**REINFORCE Method**

**Name:** Marcos Augusto Burgos Saavedra

**Student ID:** S4740705

In [None]:
import sys
import os

# Specify the absolute path to the game_models directory
absolute_path_to_game_models = r'G:\Mi unidad\[00 GENERAL\04 Proyectos personales\04 Rubiks-cube - Vaz, Glassenbury, Hendriawan, Fauzan, Burgos\rubiks-cube'
sys.path.insert(0, absolute_path_to_game_models)

In [None]:
import torch
from game_models.rc_entropy_v01 import *
import numpy as np
import torch.nn as nn
import torch.optim as optim
import torch.nn.functional as F
from torch.autograd import Variable
import matplotlib.pyplot as plt
import pandas as pd

# Constants
GAMMA = 0.99 # How much do you want the model learn from the new experiences

In [None]:
class PolicyNetwork(nn.Module):
    def __init__(self, num_inputs, num_actions, hidden_size, learning_rate=1e-4):
        super(PolicyNetwork, self).__init__()

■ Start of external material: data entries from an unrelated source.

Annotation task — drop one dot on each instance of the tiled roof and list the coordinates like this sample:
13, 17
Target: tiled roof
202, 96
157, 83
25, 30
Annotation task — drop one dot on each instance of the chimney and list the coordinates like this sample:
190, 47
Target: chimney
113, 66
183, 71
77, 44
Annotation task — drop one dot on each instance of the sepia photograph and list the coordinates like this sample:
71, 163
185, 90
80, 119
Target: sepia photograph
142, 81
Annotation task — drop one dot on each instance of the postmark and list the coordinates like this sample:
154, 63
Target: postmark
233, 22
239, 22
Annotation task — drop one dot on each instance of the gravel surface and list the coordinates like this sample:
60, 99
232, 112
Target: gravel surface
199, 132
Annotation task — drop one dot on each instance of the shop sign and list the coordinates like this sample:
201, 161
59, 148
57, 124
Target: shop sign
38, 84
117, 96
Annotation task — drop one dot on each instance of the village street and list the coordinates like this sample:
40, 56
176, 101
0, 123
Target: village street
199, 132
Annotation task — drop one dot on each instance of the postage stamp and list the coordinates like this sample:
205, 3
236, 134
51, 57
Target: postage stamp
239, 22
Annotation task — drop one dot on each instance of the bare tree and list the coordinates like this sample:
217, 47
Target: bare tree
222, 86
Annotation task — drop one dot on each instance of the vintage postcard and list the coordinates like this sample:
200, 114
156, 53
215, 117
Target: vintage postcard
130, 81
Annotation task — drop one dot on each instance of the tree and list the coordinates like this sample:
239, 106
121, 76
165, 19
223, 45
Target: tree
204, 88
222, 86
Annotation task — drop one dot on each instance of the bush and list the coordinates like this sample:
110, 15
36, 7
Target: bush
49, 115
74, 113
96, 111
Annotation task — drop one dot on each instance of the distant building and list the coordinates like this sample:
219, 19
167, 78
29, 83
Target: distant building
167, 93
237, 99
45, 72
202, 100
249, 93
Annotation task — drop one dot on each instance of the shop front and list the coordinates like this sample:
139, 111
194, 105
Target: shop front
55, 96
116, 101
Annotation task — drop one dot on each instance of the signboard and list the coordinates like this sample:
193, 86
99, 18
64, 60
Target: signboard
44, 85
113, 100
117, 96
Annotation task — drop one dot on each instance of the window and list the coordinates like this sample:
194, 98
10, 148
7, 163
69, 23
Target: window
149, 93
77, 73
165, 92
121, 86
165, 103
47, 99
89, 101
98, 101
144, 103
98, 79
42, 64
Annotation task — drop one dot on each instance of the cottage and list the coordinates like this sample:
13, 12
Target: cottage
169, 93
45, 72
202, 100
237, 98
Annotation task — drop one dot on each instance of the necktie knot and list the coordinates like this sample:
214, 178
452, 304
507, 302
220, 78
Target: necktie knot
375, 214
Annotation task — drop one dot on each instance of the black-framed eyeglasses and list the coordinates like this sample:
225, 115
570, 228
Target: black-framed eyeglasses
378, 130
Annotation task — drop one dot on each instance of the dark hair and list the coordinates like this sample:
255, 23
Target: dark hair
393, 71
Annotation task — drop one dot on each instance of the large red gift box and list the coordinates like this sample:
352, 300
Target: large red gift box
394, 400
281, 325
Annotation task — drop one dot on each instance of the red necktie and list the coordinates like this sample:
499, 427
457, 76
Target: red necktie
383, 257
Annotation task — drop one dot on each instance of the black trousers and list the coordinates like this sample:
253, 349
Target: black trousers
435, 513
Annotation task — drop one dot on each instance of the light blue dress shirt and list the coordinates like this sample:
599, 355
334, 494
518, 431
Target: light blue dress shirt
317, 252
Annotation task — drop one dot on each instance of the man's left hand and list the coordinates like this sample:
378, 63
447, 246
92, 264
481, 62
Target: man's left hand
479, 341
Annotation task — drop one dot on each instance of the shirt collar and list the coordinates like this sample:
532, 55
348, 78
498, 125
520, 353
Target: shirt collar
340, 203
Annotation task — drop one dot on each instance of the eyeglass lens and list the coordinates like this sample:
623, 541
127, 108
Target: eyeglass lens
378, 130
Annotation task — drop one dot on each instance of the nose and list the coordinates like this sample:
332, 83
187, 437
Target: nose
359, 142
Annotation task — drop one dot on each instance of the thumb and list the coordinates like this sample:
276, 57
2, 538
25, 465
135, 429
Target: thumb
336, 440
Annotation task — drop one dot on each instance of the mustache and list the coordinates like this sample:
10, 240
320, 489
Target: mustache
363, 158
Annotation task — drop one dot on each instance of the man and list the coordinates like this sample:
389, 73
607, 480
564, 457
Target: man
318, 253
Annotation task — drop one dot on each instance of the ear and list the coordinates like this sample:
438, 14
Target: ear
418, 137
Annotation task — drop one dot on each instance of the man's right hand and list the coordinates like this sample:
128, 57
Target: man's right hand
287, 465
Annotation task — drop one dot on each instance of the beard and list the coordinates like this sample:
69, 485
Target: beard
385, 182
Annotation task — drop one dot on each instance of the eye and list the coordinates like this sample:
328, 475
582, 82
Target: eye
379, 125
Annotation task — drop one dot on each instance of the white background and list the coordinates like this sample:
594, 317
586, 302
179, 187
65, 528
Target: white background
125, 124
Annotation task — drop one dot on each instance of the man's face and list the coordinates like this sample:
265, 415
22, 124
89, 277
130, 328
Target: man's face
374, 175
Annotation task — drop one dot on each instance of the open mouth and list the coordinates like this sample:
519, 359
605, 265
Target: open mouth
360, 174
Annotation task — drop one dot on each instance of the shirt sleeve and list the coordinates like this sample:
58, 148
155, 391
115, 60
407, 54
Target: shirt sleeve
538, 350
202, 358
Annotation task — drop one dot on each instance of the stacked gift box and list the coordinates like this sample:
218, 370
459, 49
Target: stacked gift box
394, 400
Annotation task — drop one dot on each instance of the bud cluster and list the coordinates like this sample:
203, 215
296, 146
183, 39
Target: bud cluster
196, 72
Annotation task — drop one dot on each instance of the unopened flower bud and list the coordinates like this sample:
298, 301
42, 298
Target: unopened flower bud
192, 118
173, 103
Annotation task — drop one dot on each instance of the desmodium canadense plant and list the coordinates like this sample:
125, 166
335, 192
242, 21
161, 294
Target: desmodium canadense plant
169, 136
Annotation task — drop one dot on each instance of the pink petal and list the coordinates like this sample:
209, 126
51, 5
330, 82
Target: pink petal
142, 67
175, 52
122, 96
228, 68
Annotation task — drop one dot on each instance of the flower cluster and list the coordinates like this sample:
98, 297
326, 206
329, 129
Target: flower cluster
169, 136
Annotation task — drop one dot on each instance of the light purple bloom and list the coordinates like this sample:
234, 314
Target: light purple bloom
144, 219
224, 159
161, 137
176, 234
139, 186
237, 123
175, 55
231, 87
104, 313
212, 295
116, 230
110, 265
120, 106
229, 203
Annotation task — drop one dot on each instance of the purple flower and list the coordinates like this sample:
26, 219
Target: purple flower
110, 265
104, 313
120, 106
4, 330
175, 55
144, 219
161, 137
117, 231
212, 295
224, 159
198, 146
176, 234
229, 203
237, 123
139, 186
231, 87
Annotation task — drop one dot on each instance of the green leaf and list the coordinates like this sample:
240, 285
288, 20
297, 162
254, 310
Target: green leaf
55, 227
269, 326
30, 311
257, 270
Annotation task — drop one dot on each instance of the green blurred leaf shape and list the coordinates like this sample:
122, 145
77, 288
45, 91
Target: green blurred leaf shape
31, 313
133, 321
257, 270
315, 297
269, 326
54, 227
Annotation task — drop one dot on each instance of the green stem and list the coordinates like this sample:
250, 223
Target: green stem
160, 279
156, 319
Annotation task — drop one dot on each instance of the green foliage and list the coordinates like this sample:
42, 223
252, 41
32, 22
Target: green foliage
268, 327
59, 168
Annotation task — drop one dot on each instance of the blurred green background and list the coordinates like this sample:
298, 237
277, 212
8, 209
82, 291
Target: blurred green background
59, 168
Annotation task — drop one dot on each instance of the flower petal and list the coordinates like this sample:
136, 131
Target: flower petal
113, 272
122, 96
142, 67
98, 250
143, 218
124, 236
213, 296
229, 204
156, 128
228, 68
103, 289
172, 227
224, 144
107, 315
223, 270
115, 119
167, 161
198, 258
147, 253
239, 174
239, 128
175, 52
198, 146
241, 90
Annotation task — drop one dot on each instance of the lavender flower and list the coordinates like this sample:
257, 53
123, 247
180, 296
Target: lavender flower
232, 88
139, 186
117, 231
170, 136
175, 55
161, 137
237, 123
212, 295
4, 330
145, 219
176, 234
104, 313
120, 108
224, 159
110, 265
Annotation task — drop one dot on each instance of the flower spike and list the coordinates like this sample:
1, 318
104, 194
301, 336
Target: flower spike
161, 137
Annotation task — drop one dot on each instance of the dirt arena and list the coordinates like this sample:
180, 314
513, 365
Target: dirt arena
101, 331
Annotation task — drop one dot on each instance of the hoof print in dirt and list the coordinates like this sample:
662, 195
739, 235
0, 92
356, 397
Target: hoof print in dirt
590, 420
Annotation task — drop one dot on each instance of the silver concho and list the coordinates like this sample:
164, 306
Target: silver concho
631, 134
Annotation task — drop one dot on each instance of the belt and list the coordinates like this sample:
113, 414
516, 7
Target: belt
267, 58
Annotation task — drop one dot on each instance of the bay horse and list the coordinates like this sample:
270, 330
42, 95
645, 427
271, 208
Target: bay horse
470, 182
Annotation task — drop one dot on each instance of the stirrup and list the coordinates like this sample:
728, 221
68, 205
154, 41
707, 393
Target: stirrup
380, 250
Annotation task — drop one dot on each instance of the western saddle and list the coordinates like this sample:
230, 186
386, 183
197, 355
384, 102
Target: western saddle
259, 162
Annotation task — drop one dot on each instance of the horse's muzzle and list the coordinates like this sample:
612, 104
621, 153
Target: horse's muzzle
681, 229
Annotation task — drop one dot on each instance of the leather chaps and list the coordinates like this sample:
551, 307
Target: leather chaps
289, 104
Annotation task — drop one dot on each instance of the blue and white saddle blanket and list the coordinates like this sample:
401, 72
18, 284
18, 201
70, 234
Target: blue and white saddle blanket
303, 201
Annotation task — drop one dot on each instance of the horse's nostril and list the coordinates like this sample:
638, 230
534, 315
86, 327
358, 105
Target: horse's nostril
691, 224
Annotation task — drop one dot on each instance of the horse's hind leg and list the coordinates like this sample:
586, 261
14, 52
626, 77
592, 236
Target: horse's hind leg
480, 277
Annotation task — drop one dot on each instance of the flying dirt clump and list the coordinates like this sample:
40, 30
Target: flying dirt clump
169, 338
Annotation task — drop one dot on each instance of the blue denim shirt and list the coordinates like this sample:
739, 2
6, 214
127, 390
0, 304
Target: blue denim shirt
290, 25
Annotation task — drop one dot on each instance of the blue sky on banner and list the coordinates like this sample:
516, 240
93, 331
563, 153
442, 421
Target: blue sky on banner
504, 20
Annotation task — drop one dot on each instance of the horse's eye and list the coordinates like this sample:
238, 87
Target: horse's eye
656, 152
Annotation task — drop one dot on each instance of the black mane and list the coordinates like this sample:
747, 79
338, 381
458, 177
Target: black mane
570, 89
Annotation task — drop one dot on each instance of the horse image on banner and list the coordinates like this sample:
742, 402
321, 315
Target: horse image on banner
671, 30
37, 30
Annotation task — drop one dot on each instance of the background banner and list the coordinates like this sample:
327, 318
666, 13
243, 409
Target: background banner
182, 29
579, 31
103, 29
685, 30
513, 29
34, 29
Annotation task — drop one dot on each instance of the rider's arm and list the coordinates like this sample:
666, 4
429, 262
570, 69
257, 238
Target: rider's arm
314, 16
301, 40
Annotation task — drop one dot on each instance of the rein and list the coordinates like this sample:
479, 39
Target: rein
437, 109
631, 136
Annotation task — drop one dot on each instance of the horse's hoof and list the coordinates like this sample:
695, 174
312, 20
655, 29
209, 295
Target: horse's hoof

        # Number of elements in the action space
        self.num_actions = num_actions
        # Build a model of two layers
        self.linear1 = nn.Linear(num_inputs, hidden_size)
        self.linear2 = nn.Linear(hidden_size, hidden_size)
        self.linear3 = nn.Linear(hidden_size, hidden_size)
        self.linear4 = nn.Linear(hidden_size, hidden_size)
        self.linear5 = nn.Linear(hidden_size, hidden_size)
        self.linear6 = nn.Linear(hidden_size, hidden_size)
        self.linear7 = nn.Linear(hidden_size, hidden_size)
        self.linear8 = nn.Linear(hidden_size, hidden_size)
        self.linear9 = nn.Linear(hidden_size, hidden_size)
        self.linear10 = nn.Linear(hidden_size, num_actions)
        
        # Optimizer
        self.optimizer = optim.Adam(self.parameters(), lr=learning_rate)
        # Initialize weights
        self.apply(init_weights)  # Apply the weight initialization
    
    def forward(self, state):
        '''
        Obtain the probabilities for each action based on the state
        '''
        x = F.relu(self.linear1(state))
        x = F.relu(self.linear2(x))
        x = F.relu(self.linear3(x))
        x = F.relu(self.linear4(x))
        x = F.relu(self.linear5(x))
        x = F.relu(self.linear6(x))
        x = F.relu(self.linear7(x))
        x = F.relu(self.linear8(x))
        x = F.relu(self.linear9(x))
        x = F.softmax(self.linear10(x), dim=-1)
        return x
    
    def _get_action(self, state):
        state = torch.from_numpy(state).float() # Prepare state
        probs = self.forward(Variable(state)) # Get the probabilities of using each action
        #print("Probabilities:", probs)  # Debugging line to check for NaNs
        highest_prob_action = np.random.choice(self.num_actions, p=np.squeeze(probs.detach().numpy())) # Randomly select 
        # an action taking into account the probability p -> This for the random nature of the policy
        log_prob = torch.log(probs.squeeze(0)[highest_prob_action]) # Compute the log of the selected action
        return highest_prob_action, log_prob # return the randomly selected action based on the policy and its log
    
    def get_action(self, state, action=None):
        if action != None:
            state = torch.from_numpy(state).float() # Prepare state
            probs = self.forward(Variable(state)) # Get the probabilities of using each action
            highest_prob_action = action
            log_prob = torch.log(probs.squeeze(0)[action])
        else:
            state = torch.from_numpy(state).float() # Prepare state
            probs = self.forward(Variable(state)) # Get the probabilities of using each action
            highest_prob_action = np.random.choice(self.num_actions, p=np.squeeze(probs.detach().numpy())) # Randomly select
            log_prob = torch.log(probs.squeeze(0)[highest_prob_action]) # Compute the log of the selected action
        return highest_prob_action, log_prob
      
def init_weights(m):
    if isinstance(m, nn.Linear):
        torch.nn.init.kaiming_uniform_(m.weight, nonlinearity='relu')
        m.bias.data.fill_(0.01)

In [None]:
def update_policy(policy_network, rewards, log_probs):
    discounted_rewards = []

    # Calculate discounted rewards
    for t in range(len(rewards)):
        Gt = 0
        pw = 0
        for r in rewards[t:]:
            Gt += GAMMA**pw * r
            pw = pw + 1
        discounted_rewards.append(Gt)

    # normalize discounted rewards
    discounted_rewards = torch.tensor(discounted_rewards)
    #discounted_rewards = (discounted_rewards - discounted_rewards.mean()) / (discounted_rewards.std() + 1e-9)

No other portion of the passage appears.